Von Saint Ives sind wir dann nach Port Isaac gefahren, einem weiteren schnuckeligen Nest an der Küste. Man kann dort wieder mal deutlich erkennen, dass Großbritannien schon vor der Erfindung des Automobils besiedelt war. Wir hatten dort ein nettes kleines Ferienhäuschen. Um es mit dem Auto zu erreichen, musste man erst in die Hafenrampe zurücksetzen, da die Straße für simples links abbiegen einfach zu eng war. Frauchen schwärmt immer noch von der Eingangstür, so eine will sie in Italien auch haben, mittig geteilt und oben separat zu öffnen. Frauchen kann rausgucken, Sally nicht. Wie blöd!

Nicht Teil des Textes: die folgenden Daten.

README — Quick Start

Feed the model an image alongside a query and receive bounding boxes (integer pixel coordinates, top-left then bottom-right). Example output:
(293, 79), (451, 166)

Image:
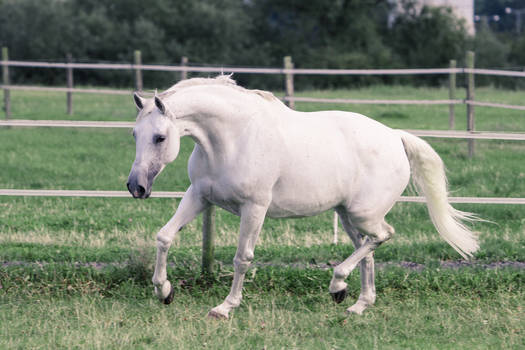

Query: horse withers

(127, 76), (479, 318)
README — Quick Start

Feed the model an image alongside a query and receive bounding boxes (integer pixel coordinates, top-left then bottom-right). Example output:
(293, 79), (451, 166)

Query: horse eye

(154, 135), (166, 143)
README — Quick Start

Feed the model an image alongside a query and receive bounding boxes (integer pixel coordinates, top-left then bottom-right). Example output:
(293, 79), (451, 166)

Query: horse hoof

(208, 310), (228, 320)
(330, 288), (347, 304)
(162, 286), (175, 305)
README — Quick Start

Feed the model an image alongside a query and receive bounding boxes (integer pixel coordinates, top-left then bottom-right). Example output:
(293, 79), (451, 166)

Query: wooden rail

(0, 189), (525, 204)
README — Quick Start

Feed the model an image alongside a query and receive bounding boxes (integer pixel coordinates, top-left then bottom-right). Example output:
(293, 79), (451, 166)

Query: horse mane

(158, 74), (279, 101)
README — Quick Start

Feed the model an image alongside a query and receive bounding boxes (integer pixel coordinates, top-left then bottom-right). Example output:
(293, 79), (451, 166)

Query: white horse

(127, 76), (479, 318)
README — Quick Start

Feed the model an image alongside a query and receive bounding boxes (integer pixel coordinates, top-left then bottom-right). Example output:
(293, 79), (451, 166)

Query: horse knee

(157, 228), (173, 250)
(233, 252), (253, 274)
(361, 221), (396, 246)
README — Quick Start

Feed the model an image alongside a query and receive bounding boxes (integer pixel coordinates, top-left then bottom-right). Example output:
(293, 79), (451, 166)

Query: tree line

(0, 0), (525, 88)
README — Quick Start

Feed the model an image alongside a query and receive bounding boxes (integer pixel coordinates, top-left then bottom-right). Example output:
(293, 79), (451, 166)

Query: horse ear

(133, 92), (146, 111)
(155, 96), (166, 115)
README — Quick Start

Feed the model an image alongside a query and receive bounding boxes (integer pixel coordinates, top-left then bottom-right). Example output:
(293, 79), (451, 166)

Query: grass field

(0, 86), (525, 349)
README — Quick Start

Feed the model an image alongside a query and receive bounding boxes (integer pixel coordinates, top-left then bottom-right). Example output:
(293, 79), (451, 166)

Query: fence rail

(0, 60), (525, 77)
(0, 189), (525, 204)
(0, 119), (525, 141)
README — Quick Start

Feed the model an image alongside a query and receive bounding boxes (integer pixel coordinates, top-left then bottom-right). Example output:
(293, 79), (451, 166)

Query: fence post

(466, 51), (475, 158)
(67, 53), (73, 115)
(202, 205), (215, 276)
(180, 56), (188, 80)
(2, 47), (11, 120)
(284, 56), (295, 109)
(332, 211), (339, 244)
(134, 50), (142, 91)
(448, 60), (456, 130)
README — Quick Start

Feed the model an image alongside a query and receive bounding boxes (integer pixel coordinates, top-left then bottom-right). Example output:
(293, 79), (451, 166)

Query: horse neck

(177, 91), (253, 163)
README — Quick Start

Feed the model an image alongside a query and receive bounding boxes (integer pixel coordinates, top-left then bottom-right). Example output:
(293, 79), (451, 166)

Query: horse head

(127, 93), (180, 199)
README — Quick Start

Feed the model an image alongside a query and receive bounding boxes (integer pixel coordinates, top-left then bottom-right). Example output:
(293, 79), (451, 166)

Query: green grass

(0, 265), (525, 349)
(0, 86), (525, 349)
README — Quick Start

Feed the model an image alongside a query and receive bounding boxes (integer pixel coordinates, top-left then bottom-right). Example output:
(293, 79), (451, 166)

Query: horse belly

(268, 163), (352, 218)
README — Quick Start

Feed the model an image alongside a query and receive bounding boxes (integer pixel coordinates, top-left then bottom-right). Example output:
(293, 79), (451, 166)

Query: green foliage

(0, 0), (474, 88)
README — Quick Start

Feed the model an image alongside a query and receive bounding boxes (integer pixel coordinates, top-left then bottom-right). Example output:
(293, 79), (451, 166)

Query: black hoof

(330, 288), (347, 304)
(162, 286), (175, 305)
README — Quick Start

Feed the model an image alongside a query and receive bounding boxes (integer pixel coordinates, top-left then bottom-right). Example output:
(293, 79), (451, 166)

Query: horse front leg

(152, 186), (209, 304)
(208, 204), (267, 318)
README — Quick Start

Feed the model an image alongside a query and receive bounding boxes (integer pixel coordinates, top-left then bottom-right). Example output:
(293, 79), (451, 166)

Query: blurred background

(0, 0), (525, 89)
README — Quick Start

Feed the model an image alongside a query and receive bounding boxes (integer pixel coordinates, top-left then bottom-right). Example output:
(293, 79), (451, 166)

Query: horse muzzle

(126, 173), (151, 199)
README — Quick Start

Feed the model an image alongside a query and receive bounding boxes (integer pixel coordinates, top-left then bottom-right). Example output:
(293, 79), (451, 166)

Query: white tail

(398, 130), (479, 259)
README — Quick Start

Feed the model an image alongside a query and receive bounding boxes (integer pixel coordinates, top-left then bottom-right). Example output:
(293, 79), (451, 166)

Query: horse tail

(398, 130), (480, 259)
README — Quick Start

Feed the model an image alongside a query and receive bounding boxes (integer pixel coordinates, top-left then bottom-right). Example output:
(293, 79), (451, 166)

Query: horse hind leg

(329, 211), (394, 314)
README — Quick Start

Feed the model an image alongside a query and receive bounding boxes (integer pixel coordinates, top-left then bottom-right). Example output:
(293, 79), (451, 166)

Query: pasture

(0, 86), (525, 349)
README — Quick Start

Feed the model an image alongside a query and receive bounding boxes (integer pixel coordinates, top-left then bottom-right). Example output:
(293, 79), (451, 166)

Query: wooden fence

(0, 48), (525, 273)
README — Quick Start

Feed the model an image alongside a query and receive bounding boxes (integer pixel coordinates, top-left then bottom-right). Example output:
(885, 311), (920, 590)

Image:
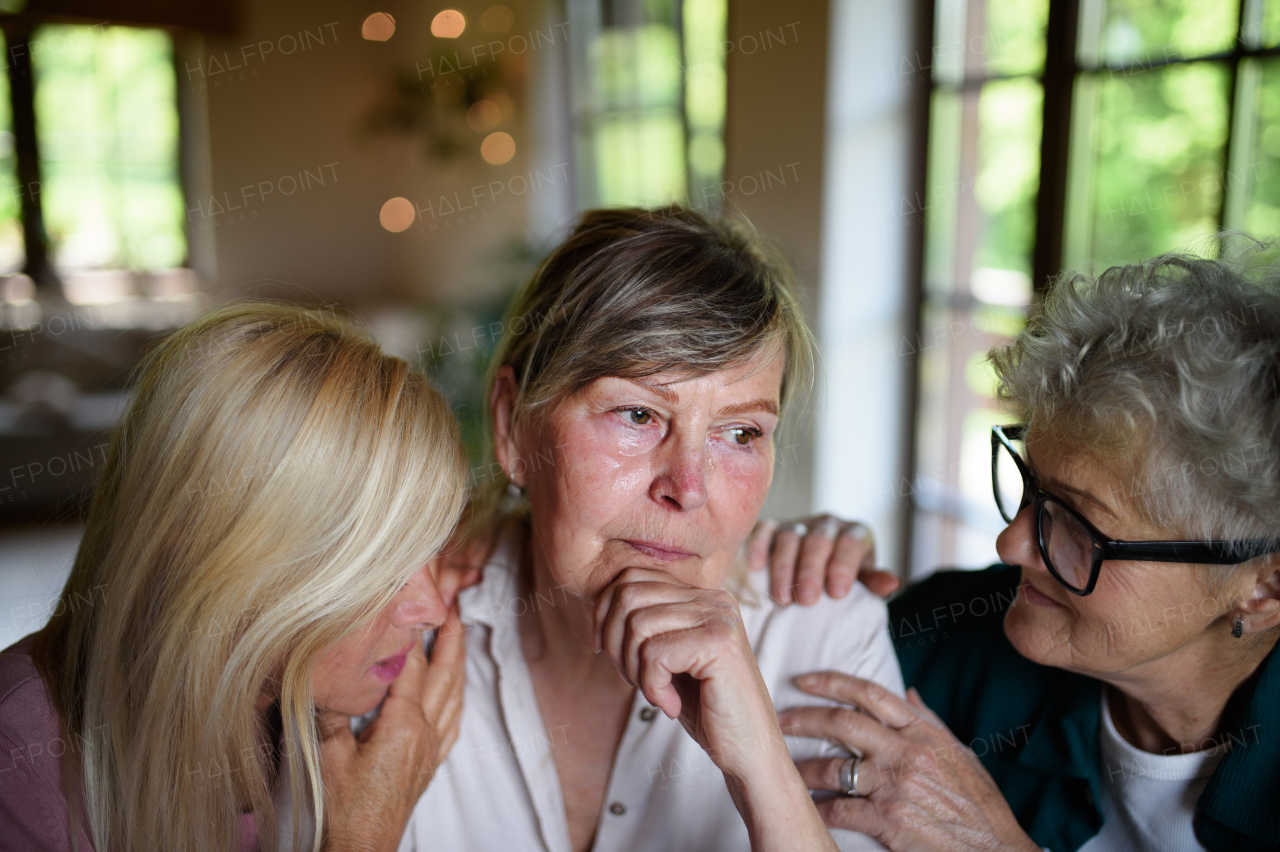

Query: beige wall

Was man hier in Cornwall wirklich gut kann, ist wandern. Es gibt an der ganzen englischen Südküste durchgehende Wanderwege mit fantastischen Aussichten. Während der durchschnittliche Italiener auch die Zigaretten von der Tabaccheria an der Ecke grundsätzlich mit dem Auto holt (selbst auf Wanderkarten liegen die meisten empfohlenen Wege an Straßen), wandern die Engländer und Engländerinnen sehr gern, und das bei jedem Wetter. In Port Isaac sind wir bei kaltem Dreckswetter losgelaufen. Herrchen hatte dicke Schuhe an, Unterhemd, Hemd, Pullover, dicker Anorak, Mütze, Handschuhe. Entgegen kamen uns dann zwei Engländer. Kurze Hose, Badelatschen. Es scheint, dass man in England das Wetter einfach ignoriert. Ich als Italienerin will mal so sagen: Bei dem Wetter ist das wohl auch das Beste.


Von Port Isaac aus sind wir auch zu den Bedruthan Steps und zum Bodmin Moor gefahren. Beides sehr nett, aber mir hat der Strand bei den Bedruthan Steps am besten gefallen. So muss ein Strand sein: Felsen und jede Menge Sand zum Herumlaufen. Es war so schön, dass wir am nächsten Tag gleich wieder hin gefahren sind. Und da haben dann die beiden die Bedeutung von Ebbe und Flut erstmals richtig wahrgenommen: der Strand war weg!


Da war Frauchen aber enttäuscht. Seitdem gehört der Tidenkalender zum festen Bestandteil der Strandplanung. Jedenfalls steht fest: auch in Großbritannien gibt es wunderbare Gegenden. Wir kommen wieder.